On December 12, 2019, DOL published its final rule making the first changes in 50 years in the definition of the FLSA’s “regular rate.” The regular rate, instead of an hourly employee’s base hourly rate, must be used in calculating the rate used for payment of all overtime wages earned by employees covered by the FLSA. 

In last month’s issue, we summarized the principal categories of changes we expected to be made in the final rule.
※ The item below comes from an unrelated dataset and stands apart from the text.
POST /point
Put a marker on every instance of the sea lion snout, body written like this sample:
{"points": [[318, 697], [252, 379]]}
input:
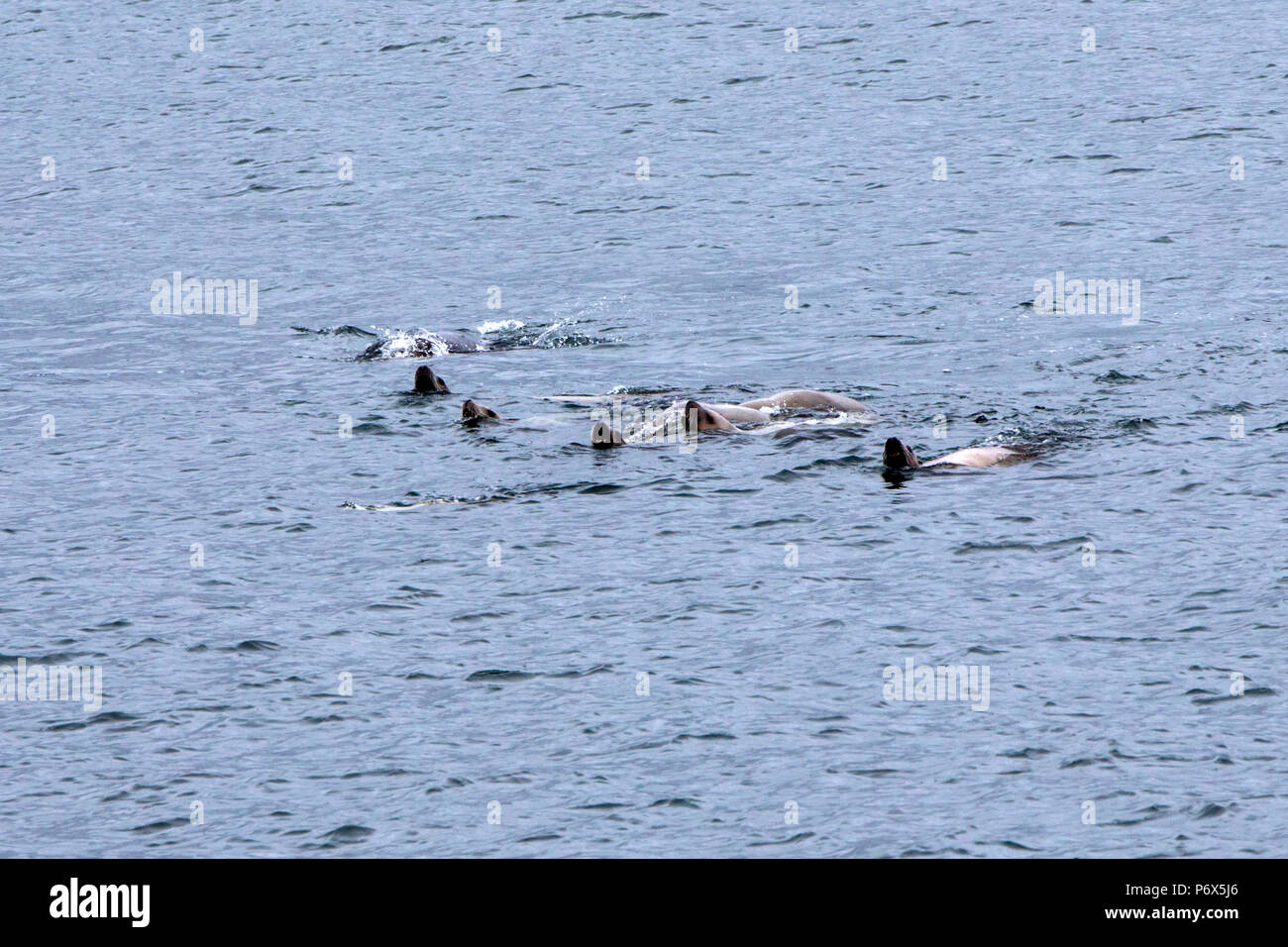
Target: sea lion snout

The final rule permits employers to exclude from the regular rate calculation the following categories of compensation:

  • The cost of providing certain parking benefits, wellness programs, onsite specialist treatment, gym access and fitness classes, employee discounts on retail goods and services, certain tuition benefits (whether paid to an employee, an education provider, or a student-loan program), and adoption assistance.
  • Payments for unused paid leave, including paid sick leave or paid time off.
  • Payments of certain penalties required under state and local scheduling laws.
  • Reimbursed expenses including cellphone plans, credentialing exam fees, organization membership dues, and travel, even if not incurred “solely” for the employer’s benefit; and clarifies that reimbursements that do not exceed the maximum travel reimbursement under the Federal Travel Regulation System or the optional IRS substantiation amounts for travel expenses are per se “reasonable payments.”
  • Certain sign-on bonuses and certain longevity bonuses.
  • The cost of office coffee and snacks to employees as gifts.
  • Discretionary bonuses, by clarifying that the label given a bonus does not determine whether it is discretionary and providing additional examples. 
  • Contributions to benefit plans for accident, unemployment, legal services, or other events that could cause future financial hardship or expense.

The final rule will be effective on January 15, 2020.